À compter du 1er septembre 2026, les grandes entreprises et les entreprises de taille intermédiaire devront émettre leurs factures électroniques via une plateforme agréée. Mais que faire si le dispositif n’est pas encore totalement opérationnel ?
Émettre des factures électroniques : l’obligation s’applique dès le 1er septembre 2026
Les entreprises soumises à la 1re vague de la réforme de la facturation électronique restent tenues d’émettre leurs factures électroniques à compter du 1er septembre 2026.

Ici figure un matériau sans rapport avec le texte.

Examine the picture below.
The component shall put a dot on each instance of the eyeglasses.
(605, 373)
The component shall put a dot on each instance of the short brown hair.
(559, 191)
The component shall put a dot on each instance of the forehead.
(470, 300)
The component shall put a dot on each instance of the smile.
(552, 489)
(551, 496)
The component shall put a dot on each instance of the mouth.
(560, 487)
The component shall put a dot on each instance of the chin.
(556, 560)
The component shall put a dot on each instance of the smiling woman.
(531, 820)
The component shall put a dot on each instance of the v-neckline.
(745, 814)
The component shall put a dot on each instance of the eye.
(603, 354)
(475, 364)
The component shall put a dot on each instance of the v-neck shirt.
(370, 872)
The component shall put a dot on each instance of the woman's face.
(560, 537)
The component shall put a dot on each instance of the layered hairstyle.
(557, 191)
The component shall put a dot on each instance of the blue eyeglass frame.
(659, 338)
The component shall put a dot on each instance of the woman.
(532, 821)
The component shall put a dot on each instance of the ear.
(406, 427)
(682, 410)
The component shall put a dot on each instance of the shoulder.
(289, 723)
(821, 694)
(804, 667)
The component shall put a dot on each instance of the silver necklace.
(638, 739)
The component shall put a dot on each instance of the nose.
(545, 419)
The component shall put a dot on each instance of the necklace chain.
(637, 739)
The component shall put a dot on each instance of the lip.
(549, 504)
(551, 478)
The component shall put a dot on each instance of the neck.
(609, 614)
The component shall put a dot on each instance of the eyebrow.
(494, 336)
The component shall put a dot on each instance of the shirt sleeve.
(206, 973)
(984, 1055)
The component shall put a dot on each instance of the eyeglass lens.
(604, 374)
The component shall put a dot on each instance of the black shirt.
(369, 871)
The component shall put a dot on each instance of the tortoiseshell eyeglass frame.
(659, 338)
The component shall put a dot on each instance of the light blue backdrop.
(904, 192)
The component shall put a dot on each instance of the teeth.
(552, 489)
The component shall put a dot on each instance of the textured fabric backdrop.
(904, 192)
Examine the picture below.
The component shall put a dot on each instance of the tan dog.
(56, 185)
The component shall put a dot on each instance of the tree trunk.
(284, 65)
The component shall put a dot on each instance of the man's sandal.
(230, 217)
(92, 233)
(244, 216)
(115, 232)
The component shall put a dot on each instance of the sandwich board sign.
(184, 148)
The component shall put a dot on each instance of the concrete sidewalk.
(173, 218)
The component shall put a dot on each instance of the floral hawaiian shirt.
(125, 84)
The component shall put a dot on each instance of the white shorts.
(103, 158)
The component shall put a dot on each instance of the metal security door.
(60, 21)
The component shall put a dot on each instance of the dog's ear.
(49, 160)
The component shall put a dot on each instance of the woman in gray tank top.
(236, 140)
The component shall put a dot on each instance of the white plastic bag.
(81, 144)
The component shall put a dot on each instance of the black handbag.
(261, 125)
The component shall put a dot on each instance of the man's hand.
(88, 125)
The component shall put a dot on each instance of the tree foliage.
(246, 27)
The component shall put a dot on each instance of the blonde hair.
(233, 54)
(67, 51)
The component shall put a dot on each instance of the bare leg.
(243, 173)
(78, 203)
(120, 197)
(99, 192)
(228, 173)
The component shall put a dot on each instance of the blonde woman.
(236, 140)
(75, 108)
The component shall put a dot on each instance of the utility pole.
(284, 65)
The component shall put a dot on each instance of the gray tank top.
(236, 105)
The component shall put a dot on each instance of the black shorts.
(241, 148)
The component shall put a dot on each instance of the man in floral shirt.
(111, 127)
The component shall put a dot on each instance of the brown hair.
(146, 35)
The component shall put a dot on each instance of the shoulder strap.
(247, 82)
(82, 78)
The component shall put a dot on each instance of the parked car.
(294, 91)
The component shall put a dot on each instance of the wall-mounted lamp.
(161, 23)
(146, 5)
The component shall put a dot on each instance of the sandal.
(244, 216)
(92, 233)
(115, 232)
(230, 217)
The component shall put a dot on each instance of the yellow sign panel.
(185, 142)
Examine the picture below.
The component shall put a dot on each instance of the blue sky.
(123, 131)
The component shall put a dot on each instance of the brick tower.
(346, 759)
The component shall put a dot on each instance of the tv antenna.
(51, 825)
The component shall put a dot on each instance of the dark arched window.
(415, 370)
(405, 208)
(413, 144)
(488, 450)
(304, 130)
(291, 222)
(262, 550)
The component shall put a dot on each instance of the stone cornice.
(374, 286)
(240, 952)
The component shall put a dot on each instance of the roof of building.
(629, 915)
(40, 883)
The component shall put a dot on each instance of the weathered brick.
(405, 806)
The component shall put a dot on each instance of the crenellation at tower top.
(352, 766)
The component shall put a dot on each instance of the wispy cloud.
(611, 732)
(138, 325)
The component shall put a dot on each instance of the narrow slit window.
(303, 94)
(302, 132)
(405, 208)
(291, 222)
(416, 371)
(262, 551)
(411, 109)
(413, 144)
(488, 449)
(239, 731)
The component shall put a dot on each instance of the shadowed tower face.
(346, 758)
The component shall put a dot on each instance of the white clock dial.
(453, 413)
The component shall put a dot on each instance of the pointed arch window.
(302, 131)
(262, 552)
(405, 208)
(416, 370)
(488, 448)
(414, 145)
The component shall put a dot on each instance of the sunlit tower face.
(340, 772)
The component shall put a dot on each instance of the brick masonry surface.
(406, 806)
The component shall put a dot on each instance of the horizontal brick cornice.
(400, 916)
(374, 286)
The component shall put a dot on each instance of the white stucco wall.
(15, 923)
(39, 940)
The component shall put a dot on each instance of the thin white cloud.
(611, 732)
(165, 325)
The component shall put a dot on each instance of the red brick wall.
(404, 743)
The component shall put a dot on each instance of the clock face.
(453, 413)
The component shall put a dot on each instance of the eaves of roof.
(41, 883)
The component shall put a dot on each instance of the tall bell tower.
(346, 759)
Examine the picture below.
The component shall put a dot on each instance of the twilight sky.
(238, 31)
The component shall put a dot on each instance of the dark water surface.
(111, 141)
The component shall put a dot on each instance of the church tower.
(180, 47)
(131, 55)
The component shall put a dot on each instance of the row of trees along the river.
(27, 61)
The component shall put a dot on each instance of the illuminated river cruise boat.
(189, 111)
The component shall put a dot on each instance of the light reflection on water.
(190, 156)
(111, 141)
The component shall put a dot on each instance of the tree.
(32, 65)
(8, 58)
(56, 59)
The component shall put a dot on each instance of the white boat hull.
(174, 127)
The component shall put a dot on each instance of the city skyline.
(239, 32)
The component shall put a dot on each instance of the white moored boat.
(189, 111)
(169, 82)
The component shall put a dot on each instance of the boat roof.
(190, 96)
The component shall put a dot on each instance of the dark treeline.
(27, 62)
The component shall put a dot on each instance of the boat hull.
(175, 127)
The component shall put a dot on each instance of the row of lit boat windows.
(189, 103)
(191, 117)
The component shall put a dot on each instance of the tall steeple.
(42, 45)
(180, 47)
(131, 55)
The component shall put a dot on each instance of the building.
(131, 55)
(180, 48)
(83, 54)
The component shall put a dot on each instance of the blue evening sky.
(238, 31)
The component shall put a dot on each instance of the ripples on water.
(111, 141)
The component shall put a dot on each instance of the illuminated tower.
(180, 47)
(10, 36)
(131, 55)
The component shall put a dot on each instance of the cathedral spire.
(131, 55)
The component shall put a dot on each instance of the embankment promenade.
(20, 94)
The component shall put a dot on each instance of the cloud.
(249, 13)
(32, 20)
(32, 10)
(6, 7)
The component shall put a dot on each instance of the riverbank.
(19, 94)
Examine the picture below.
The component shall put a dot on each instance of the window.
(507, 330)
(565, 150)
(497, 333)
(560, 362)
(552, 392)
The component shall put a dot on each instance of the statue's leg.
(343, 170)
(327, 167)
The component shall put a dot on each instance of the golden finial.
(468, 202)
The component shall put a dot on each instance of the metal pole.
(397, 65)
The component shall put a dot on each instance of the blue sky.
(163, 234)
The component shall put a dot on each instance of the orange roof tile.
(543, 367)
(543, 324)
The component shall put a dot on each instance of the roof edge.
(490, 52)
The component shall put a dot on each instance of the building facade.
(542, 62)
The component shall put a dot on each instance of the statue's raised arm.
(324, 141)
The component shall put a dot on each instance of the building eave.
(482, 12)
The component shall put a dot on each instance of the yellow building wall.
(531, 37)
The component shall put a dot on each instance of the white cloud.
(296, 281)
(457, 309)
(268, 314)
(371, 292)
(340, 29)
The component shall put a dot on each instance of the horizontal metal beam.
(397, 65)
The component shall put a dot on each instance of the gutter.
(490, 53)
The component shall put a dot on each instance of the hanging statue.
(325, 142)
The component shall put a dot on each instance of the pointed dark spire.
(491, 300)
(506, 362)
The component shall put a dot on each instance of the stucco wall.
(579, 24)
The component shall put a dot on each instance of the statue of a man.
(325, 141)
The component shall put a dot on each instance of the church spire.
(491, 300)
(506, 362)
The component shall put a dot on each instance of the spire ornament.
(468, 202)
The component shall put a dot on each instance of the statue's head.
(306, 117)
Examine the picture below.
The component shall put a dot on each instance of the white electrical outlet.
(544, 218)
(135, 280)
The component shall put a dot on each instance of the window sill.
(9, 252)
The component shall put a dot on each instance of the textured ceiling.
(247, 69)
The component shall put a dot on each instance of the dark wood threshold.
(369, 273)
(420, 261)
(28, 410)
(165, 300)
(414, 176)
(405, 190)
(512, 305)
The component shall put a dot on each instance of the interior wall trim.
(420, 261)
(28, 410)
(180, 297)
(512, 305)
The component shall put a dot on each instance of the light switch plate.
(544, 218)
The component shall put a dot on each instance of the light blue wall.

Le fait que leur système d’information, leur plateforme ou leur prestataire rencontre encore des difficultés ne suspend pas cette obligation.
Pour autant, l’administration n’attend pas des entreprises qu’elles disposent, dès le 1er jour, d’un dispositif parfaitement stabilisé.
L’administration invite les entreprises à adopter une démarche progressive de mise en conformité.
Concrètement, elles sont encouragées à utiliser le circuit électronique pour les flux déjà opérationnels, à corriger progressivement les difficultés rencontrées sur les autres flux et à conserver les éléments démontrant les actions engagées.
Autrement dit, il n’est pas recommandé d’attendre que l’ensemble du dispositif soit finalisé pour commencer à émettre des factures électroniques. Les entreprises ont au contraire intérêt à basculer en priorité les flux les plus importants ou les plus faciles à traiter.
Si, pour certaines factures, le circuit électronique ne peut pas être utilisé immédiatement, l’entreprise peut recourir, à titre transitoire, à un autre canal de transmission afin d’éviter une interruption de la facturation ou un blocage des paiements.
Cette solution ne dispense toutefois pas de l’obligation d’émission électronique. Lorsqu’elle est possible, une régularisation ultérieure par la transmission de la même facture via une plateforme agréée est recommandée.
À défaut de régularisation, l’entreprise devra être en mesure de démontrer qu’elle est engagée dans une démarche réelle et continue de mise en conformité.
C’est cette trajectoire active, davantage que l’absence de toute difficulté technique, que l’administration indique vouloir prendre en compte pendant la phase de démarrage de la réforme.